Uszkodzenie gazociągu Nord Stream

Nie jest jeszcze pewne, czy do wybuchów na dnie Bałtyku doszło samoistnie, czy też były to akty terroru związane z rozszerzeniem wojny rozpoczętej przez Rosję o nowy, zupełnie nieoczywisty front. Tak czy inaczej eksplozje uszkodziły rurociągi i doprowadziły do silnego wycieku metanu, gazu oddziałującego na klimat w znacznie większym zakresie niż dwutlenek węgla.

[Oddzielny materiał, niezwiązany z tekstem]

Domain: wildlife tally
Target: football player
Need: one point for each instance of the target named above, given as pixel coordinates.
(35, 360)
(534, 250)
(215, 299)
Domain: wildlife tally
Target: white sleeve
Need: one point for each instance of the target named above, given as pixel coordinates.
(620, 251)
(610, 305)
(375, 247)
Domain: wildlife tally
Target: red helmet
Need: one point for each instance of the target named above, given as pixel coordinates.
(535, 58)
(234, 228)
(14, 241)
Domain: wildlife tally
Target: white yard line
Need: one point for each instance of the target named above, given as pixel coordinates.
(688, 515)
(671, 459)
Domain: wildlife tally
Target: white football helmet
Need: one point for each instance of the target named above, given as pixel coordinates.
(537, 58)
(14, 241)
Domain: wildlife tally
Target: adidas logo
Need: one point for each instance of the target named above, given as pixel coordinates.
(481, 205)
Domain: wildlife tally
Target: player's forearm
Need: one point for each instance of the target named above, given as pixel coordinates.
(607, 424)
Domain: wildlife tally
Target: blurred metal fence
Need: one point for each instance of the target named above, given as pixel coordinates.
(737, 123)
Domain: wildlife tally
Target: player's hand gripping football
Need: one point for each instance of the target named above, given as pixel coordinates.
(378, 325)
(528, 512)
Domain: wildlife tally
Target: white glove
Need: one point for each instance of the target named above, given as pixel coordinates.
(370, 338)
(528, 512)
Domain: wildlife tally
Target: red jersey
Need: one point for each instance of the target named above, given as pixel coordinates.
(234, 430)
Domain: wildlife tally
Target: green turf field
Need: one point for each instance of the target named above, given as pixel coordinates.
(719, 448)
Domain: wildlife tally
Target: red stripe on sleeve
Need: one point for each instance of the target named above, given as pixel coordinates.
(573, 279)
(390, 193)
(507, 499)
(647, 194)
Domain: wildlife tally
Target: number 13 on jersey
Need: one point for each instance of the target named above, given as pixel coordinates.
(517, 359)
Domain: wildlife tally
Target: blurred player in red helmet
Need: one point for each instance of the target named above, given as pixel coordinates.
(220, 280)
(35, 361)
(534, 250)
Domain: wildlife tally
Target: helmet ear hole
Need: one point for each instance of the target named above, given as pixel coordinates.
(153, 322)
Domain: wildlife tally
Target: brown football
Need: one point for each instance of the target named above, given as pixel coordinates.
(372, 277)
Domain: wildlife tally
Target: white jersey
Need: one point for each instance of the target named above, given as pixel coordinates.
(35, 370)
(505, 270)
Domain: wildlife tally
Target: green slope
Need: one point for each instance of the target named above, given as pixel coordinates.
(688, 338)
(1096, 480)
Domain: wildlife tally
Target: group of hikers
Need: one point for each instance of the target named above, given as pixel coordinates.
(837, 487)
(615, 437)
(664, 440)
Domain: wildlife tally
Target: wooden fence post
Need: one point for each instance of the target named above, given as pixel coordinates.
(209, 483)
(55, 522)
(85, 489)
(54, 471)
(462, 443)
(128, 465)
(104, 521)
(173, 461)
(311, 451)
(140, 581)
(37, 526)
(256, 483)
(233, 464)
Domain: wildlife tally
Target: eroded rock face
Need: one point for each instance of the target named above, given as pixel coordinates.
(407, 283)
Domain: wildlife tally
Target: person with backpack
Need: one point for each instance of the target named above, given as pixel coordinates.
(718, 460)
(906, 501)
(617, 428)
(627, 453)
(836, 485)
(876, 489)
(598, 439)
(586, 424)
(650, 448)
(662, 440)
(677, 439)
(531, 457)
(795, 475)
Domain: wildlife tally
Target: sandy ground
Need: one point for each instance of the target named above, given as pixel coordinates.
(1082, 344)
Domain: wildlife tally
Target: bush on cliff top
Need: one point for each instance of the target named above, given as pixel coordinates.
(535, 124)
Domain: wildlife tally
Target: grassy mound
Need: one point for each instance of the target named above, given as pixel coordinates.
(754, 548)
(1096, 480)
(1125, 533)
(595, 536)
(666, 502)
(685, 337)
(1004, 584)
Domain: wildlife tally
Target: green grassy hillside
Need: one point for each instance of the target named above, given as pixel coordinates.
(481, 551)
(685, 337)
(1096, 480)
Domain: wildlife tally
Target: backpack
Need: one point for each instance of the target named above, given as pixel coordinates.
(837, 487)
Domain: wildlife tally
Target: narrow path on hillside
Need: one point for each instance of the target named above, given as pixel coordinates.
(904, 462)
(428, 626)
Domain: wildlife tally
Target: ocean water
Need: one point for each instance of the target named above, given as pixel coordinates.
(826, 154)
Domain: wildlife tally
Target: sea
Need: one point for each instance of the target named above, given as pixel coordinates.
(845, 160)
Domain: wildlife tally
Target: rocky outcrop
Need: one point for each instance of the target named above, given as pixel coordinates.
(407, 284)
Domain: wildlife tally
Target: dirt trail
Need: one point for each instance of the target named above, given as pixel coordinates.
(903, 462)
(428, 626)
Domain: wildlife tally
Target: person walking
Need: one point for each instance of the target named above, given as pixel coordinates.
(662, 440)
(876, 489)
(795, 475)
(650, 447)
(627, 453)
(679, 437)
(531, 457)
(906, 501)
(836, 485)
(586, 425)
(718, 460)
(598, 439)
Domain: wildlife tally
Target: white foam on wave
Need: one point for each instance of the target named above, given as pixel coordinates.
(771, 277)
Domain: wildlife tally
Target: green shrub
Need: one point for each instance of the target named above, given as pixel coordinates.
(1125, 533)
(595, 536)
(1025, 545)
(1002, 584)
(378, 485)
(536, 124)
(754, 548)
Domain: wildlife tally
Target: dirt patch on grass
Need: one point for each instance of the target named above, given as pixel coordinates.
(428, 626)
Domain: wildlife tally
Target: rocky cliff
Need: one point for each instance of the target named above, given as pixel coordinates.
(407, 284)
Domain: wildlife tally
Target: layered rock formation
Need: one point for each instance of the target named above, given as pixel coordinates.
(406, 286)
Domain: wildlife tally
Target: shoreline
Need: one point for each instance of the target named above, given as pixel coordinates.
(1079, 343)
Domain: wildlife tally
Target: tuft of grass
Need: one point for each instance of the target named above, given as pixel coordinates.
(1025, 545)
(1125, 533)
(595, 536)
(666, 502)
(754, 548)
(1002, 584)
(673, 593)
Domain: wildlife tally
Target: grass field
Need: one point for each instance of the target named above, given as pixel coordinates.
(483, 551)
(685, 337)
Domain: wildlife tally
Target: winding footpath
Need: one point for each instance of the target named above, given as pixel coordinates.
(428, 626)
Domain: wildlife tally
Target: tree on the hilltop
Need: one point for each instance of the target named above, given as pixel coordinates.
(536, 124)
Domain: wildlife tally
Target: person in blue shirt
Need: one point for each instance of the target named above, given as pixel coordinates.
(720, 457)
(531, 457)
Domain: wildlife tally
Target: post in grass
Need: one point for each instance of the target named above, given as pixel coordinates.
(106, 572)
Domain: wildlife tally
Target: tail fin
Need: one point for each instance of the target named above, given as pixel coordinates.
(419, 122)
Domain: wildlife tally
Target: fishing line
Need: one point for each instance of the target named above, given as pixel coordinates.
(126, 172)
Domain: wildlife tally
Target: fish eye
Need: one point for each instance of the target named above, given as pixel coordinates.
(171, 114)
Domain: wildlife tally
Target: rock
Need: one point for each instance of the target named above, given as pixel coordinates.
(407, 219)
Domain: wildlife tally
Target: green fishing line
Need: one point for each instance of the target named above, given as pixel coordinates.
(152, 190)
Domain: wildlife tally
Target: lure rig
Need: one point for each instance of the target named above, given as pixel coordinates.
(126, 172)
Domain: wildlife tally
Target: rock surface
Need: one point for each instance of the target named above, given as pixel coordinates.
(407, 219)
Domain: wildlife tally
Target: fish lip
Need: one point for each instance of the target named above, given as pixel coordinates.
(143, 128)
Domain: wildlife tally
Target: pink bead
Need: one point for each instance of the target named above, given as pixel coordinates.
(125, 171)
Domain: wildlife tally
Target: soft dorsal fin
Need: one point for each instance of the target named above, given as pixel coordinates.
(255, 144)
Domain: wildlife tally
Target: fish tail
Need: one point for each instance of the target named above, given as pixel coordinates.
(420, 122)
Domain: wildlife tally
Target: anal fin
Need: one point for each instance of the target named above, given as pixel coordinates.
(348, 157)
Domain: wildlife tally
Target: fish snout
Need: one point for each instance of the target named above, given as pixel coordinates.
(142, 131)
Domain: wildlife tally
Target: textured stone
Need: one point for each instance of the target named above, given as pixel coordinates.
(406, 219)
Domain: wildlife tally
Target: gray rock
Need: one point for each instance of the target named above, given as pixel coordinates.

Stacje badawcze szybko zaobserwowały wzrost jego stężenia, a specjaliści z miejsca orzekli, iż należy się spodziewać natychmiastowego efektu ocieplenia powietrza oraz pogorszenia jego jakości. Po kilku dniach sytuacja ustabilizowała się, a skutki incydentu globalnie nie okazały się aż tak znaczące. Niemniej w świadomości Europejczyków zakiełkowało poczucie zupełnie nowego zagrożenia związanego z realną perspektywą tego typu aktów terroryzmu energetyczno-ekologicznego.

Rekord ciepła na Grenlandii

Wskutek globalnego ocieplenia, największa wyspa świata od lat traci pokrywę lodową, co w znaczący sposób przyczynia się do globalnego wzrostu poziomu mórz. Tylko w latach 1992-2017 wyparowało 6,4 biliona ton lodu i można się spodziewać, że proces ten będzie tylko przyspieszać. Na Grenlandii robi się bowiem coraz cieplej. Jak podaje portal ecoreporters.pl, we wrześniu 2022 roku temperatury na wyspie osiągały rekordowe wartości, miejscami przewyższając miesięczną średnią nawet o 8 stopni Celsjusza.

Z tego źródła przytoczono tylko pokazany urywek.